The ACT government's decision to increase taxes on betting operators has backfired, costing millions in expected revenue, a new report reveals. The tax hike, introduced in 2021, was intended to raise additional funds for community services, but instead has driven betting companies to reduce their operations in the territory, leading to a significant shortfall.
Revenue Shortfall Details
According to a report by the ACT Auditor-General, the government expected to collect $11.5 million in additional revenue from the increased betting tax in the 2022-23 financial year. However, actual collections fell short by $4.2 million, with the government receiving only $7.3 million. The shortfall represents a 36% miss on projections.
The tax increase raised the rate from 10% to 15% on betting turnover, making the ACT one of the highest-taxed jurisdictions for betting operators in Australia.

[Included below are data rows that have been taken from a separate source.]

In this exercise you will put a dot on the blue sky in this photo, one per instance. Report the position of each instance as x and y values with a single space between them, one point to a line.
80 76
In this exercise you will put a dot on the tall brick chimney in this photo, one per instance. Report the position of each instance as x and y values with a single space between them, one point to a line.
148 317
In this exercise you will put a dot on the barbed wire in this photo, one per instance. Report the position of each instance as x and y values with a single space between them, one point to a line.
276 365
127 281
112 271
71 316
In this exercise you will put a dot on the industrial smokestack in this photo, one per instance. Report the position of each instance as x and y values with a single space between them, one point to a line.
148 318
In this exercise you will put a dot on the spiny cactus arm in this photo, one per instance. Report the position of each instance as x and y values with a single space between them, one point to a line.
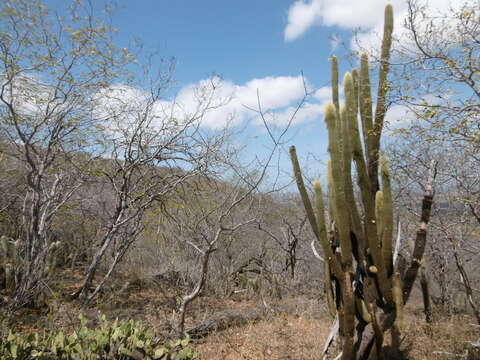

The report notes that several operators responded by reducing their marketing and promotional activities in the ACT, and some even withdrew from the market entirely.
Impact on Industry and Government
The revenue loss has implications for the ACT budget, which had already factored in the expected additional funds. The government has acknowledged the shortfall and is reviewing its tax policy. “The government is committed to a sustainable gambling tax regime that balances community expectations with industry viability,” a spokesperson said.
Industry representatives argue that the tax hike was too aggressive. “The ACT government's approach has been counterproductive,” said a spokesperson for the Australian Wagering Council. “Instead of increasing revenue, it has driven business away, reducing both tax income and employment opportunities in the territory.”
Comparison with Other Jurisdictions
The ACT's betting tax rate is now higher than in New South Wales (10%) and Victoria (8%), but lower than South Australia's 20%. The report suggests that the government should consider a more competitive rate to attract and retain betting operators.
The Auditor-General's report recommends that the government conduct a thorough review of the tax's impact and consider alternative models, such as a point-of-consumption tax based on gross profits rather than turnover. This approach, used by several other states, is considered less burdensome on operators and more stable for revenue.
Government Response
The ACT Treasurer, Andrew Barr, has indicated that the government will examine the report's findings. “We will consider the recommendations carefully and engage with stakeholders to ensure our gambling tax policy is effective and fair,” Barr said.
However, the opposition has criticized the government's handling of the tax. “This is a clear failure of policy,” said Liberal spokesperson for gambling reform, Mark Parton. “The government rushed through a tax hike without proper consultation, and now we see the consequences.”
The report also highlights that the tax hike may have unintended consequences for problem gambling, as operators may shift their focus to unregulated offshore platforms. The government says it is monitoring this risk and working with the Australian Communications and Media Authority to block illegal gambling websites.